Will the Activist Consumer Come to Apartmentland?

Paul Polman, the CEO of the consumer products behemoth Unilever, was recently quoted in The Wall Street Journal as saying, "Where we had activist investors in the 2000s, we will see activist consumers this decade." Over the past few months activist consumers armed with a social networking infrastructure have over-turned what appeared to be arbitrary and capricious debit card fees at the Bank of America and billing fees at Verizon Wireless. What the B of A and Verizon have in common is high switching costs. This same factor holds true, even more so, for apartment tenants.

To be sure the apartment business is far more decentralized than wireless services and banking, but make no mistake it is certainly susceptible to the same type of consumer activism. Afterall what can seem more arbitrary than tenants paying different prices for essentially the same apartment unit; a phenomenon created by the use of airline-type yield management software now utilized by large landlords. Furthermore with hotter markets on both coasts exhibiting rental increases well in excess of wage growth, it doesn't take a genius to figure out that tech savvy consumers will soon link up to share information and start to raise a ruckus.

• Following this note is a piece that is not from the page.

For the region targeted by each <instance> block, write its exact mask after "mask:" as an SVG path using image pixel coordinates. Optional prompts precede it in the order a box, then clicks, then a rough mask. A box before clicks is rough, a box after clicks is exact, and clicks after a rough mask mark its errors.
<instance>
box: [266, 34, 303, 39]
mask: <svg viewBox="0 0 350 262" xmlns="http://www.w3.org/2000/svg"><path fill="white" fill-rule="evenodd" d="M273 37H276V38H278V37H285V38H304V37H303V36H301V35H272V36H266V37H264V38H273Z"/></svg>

Because of decade low vacancy rates and rising rents, apartments have been the darling of real estate and REIT investors over the past few years. Although rent growth has slowed somewhat in recent months, most investors continue to project out-sized increases over the next few years, especially in Manhattan, Washington, D.C. and the greater San Francisco Bay area. I would doubt that not one in a hundred real estate investors are factoring in the liklihood that their industry will soon be the target of the new activist consumer. The bottom line is that it is highly likely that the apartment sector will soon face headline and in some cases real economic risk to the rosy rent projections now being forecast.